Thomas Jeising sorgt seit Jahren für klare, unaufgeregte, rahmende Kommentare zu Vorgängen in der (post-)evangelikalen Welt. So nahm er sich die Mühe, eine aktuelle postevangelikale Sexualethik zu analysieren. Dafür fehlt mir Zeit und vor allem Motivation – ich habe so viel lohnenderen Lesestoff. Jeisings Beobachtungen:
Die Autoren beabsichtigen, das Selberdenken in ethischen Entscheidungen zu fördern, jedoch beschränkt sich dies darauf, eine bestimmte Sichtweise der gegenwärtigen Sozialwissenschaften kritiklos zu übernehmen.
Es wird behauptet, dass diese Ethik als „biblische Ethik“ deklariert wird, obwohl sie selektiv biblische Motive auswählt, um vorgefasste Ansichten zu bestätigen. Mit dem Modell von „Karte und Gebiet“ wird argumentiert, dass die moralischen Karten vergangener Zeiten nicht mehr in die heutige Lebenswirklichkeit passen und ein bloßes Beschreiben des Lebensgebiets ausreiche, um den Weg des Selberdenkens zu finden.

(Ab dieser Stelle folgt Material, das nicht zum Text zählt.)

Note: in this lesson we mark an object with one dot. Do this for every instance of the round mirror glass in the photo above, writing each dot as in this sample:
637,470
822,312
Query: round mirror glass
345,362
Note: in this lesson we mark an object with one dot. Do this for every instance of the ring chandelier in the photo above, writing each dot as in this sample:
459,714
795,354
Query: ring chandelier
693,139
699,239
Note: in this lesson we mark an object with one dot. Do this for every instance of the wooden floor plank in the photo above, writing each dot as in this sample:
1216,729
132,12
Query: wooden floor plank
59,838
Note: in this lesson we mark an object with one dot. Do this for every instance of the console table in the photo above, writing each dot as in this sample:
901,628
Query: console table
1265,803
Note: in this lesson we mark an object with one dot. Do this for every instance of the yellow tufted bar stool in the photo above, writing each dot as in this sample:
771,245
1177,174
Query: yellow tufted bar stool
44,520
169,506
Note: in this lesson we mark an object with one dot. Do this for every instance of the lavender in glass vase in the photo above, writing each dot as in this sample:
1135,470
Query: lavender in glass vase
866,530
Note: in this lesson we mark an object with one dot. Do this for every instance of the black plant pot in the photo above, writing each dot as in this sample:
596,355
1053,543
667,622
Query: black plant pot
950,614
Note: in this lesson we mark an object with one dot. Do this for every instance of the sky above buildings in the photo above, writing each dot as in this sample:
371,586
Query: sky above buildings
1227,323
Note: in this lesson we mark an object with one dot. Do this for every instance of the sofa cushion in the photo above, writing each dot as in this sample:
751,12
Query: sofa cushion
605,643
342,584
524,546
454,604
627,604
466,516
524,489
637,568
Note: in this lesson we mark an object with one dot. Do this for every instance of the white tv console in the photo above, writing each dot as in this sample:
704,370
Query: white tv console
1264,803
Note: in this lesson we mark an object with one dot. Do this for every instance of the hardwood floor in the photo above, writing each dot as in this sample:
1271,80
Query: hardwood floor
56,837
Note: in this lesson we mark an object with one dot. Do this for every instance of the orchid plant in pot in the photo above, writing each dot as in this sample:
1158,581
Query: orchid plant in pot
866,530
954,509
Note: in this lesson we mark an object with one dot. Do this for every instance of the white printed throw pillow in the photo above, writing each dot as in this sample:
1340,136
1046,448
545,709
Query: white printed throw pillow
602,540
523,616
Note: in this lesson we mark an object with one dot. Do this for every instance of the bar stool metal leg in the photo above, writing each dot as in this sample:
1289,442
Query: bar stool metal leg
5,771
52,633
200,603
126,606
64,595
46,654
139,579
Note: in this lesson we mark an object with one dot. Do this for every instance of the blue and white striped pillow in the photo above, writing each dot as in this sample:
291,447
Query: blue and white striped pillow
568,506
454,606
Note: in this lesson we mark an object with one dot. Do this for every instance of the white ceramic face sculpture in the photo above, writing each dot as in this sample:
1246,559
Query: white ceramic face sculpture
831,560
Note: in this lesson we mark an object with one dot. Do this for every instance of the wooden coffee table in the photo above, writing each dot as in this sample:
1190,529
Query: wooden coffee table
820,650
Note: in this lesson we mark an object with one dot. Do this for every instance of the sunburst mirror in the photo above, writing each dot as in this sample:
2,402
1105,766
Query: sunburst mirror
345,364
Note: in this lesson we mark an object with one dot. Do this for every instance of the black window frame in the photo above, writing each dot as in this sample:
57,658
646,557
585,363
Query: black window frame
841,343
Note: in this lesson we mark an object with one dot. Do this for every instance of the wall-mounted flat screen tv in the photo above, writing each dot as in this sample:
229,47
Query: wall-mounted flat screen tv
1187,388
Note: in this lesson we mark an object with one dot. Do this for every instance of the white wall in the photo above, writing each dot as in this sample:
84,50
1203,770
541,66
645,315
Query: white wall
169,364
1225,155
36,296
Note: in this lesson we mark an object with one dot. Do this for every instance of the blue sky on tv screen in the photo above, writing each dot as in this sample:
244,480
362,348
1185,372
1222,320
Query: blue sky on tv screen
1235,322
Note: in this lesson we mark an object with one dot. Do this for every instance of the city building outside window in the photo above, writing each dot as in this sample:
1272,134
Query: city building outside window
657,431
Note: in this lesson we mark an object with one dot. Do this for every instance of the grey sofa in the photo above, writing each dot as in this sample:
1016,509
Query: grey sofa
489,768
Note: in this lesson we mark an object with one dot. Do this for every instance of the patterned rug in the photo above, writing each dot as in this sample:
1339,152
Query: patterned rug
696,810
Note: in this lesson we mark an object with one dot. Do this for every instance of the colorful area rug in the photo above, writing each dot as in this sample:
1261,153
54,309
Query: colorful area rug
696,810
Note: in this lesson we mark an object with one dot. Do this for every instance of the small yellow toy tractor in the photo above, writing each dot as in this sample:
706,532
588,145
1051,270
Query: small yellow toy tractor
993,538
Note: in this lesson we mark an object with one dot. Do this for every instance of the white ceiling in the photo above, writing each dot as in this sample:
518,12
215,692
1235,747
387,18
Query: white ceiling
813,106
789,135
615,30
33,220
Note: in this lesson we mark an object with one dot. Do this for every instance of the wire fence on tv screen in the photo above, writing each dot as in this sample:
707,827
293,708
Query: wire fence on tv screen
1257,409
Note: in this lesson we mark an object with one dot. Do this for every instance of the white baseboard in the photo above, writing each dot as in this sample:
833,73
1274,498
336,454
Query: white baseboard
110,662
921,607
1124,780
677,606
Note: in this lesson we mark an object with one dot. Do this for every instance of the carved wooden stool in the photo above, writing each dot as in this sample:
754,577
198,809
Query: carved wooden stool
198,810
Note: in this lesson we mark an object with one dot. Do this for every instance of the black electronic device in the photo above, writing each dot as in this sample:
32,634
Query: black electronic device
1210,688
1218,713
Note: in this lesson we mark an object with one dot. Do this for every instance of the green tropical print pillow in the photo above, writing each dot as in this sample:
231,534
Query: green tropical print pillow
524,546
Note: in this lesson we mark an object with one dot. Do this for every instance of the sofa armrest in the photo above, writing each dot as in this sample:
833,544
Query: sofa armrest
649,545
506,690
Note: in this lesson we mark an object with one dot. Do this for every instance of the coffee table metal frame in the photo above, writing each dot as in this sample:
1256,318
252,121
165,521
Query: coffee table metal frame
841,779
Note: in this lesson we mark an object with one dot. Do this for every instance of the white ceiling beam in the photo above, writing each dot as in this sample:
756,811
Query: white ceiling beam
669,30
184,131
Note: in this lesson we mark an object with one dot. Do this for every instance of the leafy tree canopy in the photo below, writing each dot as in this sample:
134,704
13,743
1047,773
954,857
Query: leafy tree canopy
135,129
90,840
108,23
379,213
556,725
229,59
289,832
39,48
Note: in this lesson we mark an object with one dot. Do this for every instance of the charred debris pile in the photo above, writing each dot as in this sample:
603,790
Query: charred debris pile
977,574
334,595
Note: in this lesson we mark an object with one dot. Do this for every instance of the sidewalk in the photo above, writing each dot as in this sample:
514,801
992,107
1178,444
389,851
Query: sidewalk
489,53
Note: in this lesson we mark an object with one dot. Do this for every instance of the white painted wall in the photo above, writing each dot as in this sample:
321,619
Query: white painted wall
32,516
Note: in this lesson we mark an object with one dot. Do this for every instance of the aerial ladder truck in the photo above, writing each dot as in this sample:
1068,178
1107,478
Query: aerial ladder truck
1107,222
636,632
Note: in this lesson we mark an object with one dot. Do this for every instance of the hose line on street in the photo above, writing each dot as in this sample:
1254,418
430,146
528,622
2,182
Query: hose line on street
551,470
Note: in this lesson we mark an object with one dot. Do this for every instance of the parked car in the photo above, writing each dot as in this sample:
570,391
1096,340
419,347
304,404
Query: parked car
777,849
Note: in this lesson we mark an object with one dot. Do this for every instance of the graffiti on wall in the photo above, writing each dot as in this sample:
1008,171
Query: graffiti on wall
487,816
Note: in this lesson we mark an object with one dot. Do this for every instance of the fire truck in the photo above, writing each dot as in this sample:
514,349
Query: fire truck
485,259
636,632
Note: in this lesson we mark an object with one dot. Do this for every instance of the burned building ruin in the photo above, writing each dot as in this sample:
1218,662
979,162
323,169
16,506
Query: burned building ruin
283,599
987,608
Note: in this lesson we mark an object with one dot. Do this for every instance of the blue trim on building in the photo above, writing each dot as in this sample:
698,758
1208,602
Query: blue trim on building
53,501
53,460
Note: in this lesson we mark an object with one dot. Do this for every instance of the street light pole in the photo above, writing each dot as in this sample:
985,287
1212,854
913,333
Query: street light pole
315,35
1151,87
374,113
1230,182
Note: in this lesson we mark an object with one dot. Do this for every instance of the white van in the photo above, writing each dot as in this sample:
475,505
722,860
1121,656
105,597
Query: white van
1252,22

Obwohl die Autoren sich als selbstkritisch und bescheiden präsentieren, indem sie ihre eigene Perspektive als „weiße Cis-Männer“ relativieren, tritt ein deutlicher Hochmut hervor, da sie sich als alleinige Vermittler in ethischen Konflikten darstellen. Die Intention, eine Sexualethik ohne moralische Urteile zu schaffen, wird dadurch untergraben, dass sie gleichzeitig zentrale soziale und wissenschaftliche Positionen unkritisch übernimmt.
Die Transformation der christlichen Sexualethik führt dazu, dass Homosexualität als normal und gleichberechtigt angesehen wird und dass polyamore Lebensformen sowie „Ehe für alle“ als gleichwertige Lebensmodelle gelten. Die Autoren begründen diese Ansichten mit der Behauptung, Jesus Christus würde heilsame Transformationen und Versöhnung ermöglichen, wodurch eine vermeintliche Verbindung zwischen evangelisch-reformatorischer Tradition und modernen sozialwissenschaftlichen Perspektiven hergestellt wird.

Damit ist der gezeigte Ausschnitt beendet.